Why Aren’t Cities Getting Ready for Autonomous Vehicles?
Self-driving vehicle technology may be coming, but most city leaders aren’t doing much to anticipate our robot-car future, a new study warns.
From the passenger’s perspective, ride-hailing services like Uber and Lyft offer a preview of what self-driving cars are supposed to deliver. You tap the button and summon a vehicle, and it takes you to your pre-entered destination. Yes, there’s a person in there, but now you can opt for a “quiet” ride, silencing the human who just happens to be sitting in the driver’s seat.
In New York City alone, more than than 620,000 daily trips are made like this. And, from what researchers have observed, the external impacts of this surge also hint at what the autonomous future has in store. In exchange for seamless, low-cost, car-based transport, cities across the U.S. are seeing congestion worsening, public transit ridership dipping, and more vehicle-miles wearing down roads—some of the worst-case stuff that futurists predict for when hailing a robo-car is even cheaper and easier.
So, given what they already know, city officials are surely taking steps to steer us away from an all-autonomous gridlocked hellscape—right? Alas, no. According to a new study published in the Journal of the American Planning Association, very few local leaders are working to anticipate the effects of self-driving cars. And though the arrival of these vehicles en masse could still be decades away, the authors write that now is a rare window of opportunity for cities to write policies that tackle both the unwanted effects of AVs as well as other big civic challenges.
To assess AV preparedness, the authors of the paper, MIT urban planning scholars Anne Hudson, Jinhua Zhao, and Yonah Freemark (who is also an occasional CityLab contributor) surveyed transportation and planning officials in 120 Americans cities (all with populations greater than 100,000 residents), and reviewed the published land use and transportation plans of the 25 largest among them.
Only a tiny fraction of survey respondents said that their town had a “clear plan” for autonomous vehicles, and just 36 percent of the largest cities have general plans that mention AVs. Even fewer, 24 percent, have issued separate strategies for maximizing the possible safety and congestion-easing benefits of self-driving cars.
One of the few cities that does have a plan for the future is Los Angeles: Its “Urban Mobility in a Digital Age” plan includes ideas about dedicated lanes for autonomous cars, municipal fleets of robotic buses and shuttles, and vehicle data-sharing relationships so that that city can manage traffic flow.
Why are so many lagging? Most respondents agreed that self-driving technology would require new regulations. But most also said they were waiting on higher levels of government to set the rules of the road first.

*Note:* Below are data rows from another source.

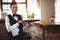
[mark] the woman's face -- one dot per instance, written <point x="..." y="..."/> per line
<point x="14" y="8"/>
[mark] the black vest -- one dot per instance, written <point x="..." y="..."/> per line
<point x="13" y="21"/>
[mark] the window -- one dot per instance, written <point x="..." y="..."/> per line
<point x="24" y="7"/>
<point x="57" y="11"/>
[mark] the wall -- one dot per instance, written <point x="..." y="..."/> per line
<point x="47" y="9"/>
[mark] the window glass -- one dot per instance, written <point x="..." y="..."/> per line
<point x="22" y="10"/>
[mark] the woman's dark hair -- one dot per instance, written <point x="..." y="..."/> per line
<point x="13" y="3"/>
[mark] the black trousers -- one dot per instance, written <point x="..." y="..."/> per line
<point x="18" y="37"/>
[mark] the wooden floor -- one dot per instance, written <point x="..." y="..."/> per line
<point x="52" y="36"/>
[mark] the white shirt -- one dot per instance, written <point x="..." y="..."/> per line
<point x="14" y="28"/>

Smaller cities with fewer resources, such as El Paso, Texas, and Jacksonville, Florida, were generally less prepared than larger, wealthier counterparts such as New York, Washington, D.C., and San Francisco. “We’re a poor city,” one survey respondent wrote. “Introduction of AVs would appear to need substantial funding, which we don’t have.”
And while most officials indicated that they felt positive about the arrival of AVs and their potential benefits—such as boosting safety and reducing congestion and pollution—more coastal, liberal-leaning cities (the same ones that have done more to prepare) tended to express greater concern about their ills.
The effects of autonomous vehicles will probably vary from place to place, just as ride-hailing has left different-sized marks on bigger and smaller towns. But the study also found that many cities share common goals—creating safer streets, supporting transit, and reducing congestion. While many officials seem to feel hamstrung in their ability to think ahead, the authors suggest that cities that do have the resources to strategize for the future share ideas and practices with others, to make sure the downsides of AVs don’t overshadow their positive effects. “Planning for AVs can be considered an extension of planning for transportation in general,” the authors write—it just might take some extra resources.